Everything about the proceedings – the match, the setting, the players, umpires, the audience – was fixed.
Mehsana Police arrested four persons – Soeb Davda, Mahmad Saqib Saifi, Mahmad Abu Bakar Kolu and Sadiq Davda, all residents of Molipur in Vadnagar, for running this elaborate scam wherein “a lot of money was made through bets.” They have been taken in police remand till Tuesday under Sections 120B of the Indian Penal Code for criminal conspiracy, sections of the IT Act and the Prevention of Gambling Act.
“After a police team raided the spot, we found that a piece of farmland has been converted into a cricket ground where a white coloured mat has been laid down as the pitch. A single camera has been installed on a small cabin constructed 90 degrees to the pitch whereas on the west side of the ground, two men were stationed with two LED TV Screens.
“One of the screens displayed the score as Chennai Fighters 103/3 while the other screen displayed a Telegram messenger chat box where betting rates were being projected. We stopped the match and questioned the captains of both Chennai Fighters (Sanjay Thakor) and Gandhinagar Challengers (Sukhaji Thakor). Both were residents of Vadnagar and told us that they were paid Rs 400 daily to pretend to play cricket. The players were provided cricket jerseys, kits and other equipment and asked to follow the instructions of the two umpires who dictated to them how to play every ball,” said VN Rathod, police sub-inspector, Mehsana SOG, in his official complaint.
According to police, it was Soeb Davda who allegedly rounded up local cricket-playing boys from Vadnagar taluka to join his charade.
“It was Soeb who offered Rs 400 per day to the local boys and also rented the farmland of one Ghulambhai Masi to organise this tournament. Similarly, two umpires Mahmad Kolu and Sadiq Davda were receiving instructions on walkie-talkie from Soeb.
“Soeb has informed us that he was in touch on the Telegram app with one Asif Mahmad from Russia, who used to organise betting over there on the tournament. The fourth accused, Mahmad Saqib Saifi was coordinating with Asif Mahmad of Russia, who gave him the live betting rates,” added Rathod.
According to Achal Tyagi, superintendent of police, Mehsana, it was Asif Mahmad sitting in Russia who was the mastermind of the elaborate cricket scam. Asif has also been booked under the same sections. Preliminary investigations have found that the gang received bets from Tver and Moscow in Russia.

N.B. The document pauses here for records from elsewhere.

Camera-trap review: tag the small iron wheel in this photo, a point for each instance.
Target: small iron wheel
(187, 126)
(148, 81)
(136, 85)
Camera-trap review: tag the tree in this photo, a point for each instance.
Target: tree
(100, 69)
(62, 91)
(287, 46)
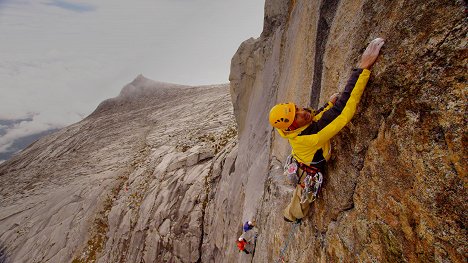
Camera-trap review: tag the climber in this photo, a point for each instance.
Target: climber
(241, 243)
(309, 132)
(248, 226)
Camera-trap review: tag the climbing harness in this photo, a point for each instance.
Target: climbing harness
(285, 246)
(312, 183)
(290, 169)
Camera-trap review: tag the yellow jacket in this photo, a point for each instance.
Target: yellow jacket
(305, 146)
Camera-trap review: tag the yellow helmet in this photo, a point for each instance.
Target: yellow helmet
(282, 115)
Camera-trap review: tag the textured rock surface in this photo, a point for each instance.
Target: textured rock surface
(127, 184)
(155, 175)
(395, 190)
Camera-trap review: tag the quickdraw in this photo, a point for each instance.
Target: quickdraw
(312, 183)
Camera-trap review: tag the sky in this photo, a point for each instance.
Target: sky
(59, 59)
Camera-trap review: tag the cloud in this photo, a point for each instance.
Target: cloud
(63, 57)
(75, 7)
(39, 123)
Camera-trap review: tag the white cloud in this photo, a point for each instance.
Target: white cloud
(61, 58)
(41, 122)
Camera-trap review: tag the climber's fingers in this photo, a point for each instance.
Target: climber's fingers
(371, 53)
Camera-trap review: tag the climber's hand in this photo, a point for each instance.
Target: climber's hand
(371, 53)
(334, 97)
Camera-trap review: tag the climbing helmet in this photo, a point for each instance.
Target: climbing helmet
(282, 115)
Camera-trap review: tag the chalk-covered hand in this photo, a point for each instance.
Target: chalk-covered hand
(371, 53)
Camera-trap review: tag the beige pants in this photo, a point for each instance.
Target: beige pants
(295, 209)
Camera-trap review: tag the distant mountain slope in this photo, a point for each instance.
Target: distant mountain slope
(127, 183)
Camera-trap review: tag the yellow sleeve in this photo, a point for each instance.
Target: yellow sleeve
(348, 111)
(319, 116)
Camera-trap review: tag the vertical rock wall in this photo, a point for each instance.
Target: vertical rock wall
(395, 188)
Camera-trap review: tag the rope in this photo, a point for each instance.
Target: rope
(285, 246)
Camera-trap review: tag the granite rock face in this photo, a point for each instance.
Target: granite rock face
(395, 189)
(158, 175)
(127, 184)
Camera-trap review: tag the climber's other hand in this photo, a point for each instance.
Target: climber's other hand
(371, 53)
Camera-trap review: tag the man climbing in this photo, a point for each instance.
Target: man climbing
(309, 133)
(241, 243)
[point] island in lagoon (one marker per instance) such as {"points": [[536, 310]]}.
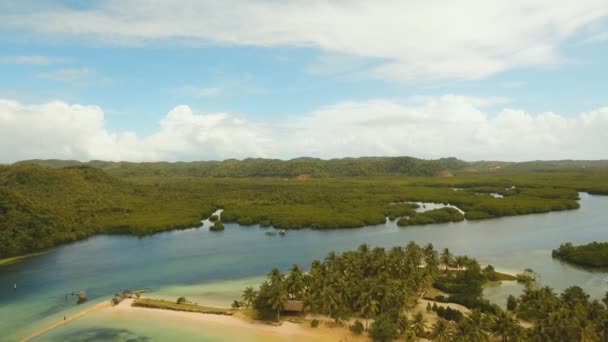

“It was Asif who paid Rs 3-4 lakh to the accused gang, asking them to look for a ground and hire players, equipment and other stuff. The four accused were not making any money initially but were promised that if all goes well, they will be handsomely rewarded with Rs 70,000 per month.
“A total of 24 players were hired by this gang from Vadnagar and divided into five teams by shuffling them. Different jerseys were also made for these five teams. The fake cricket tournament had been going on for the past 15 days,” said Tyagi.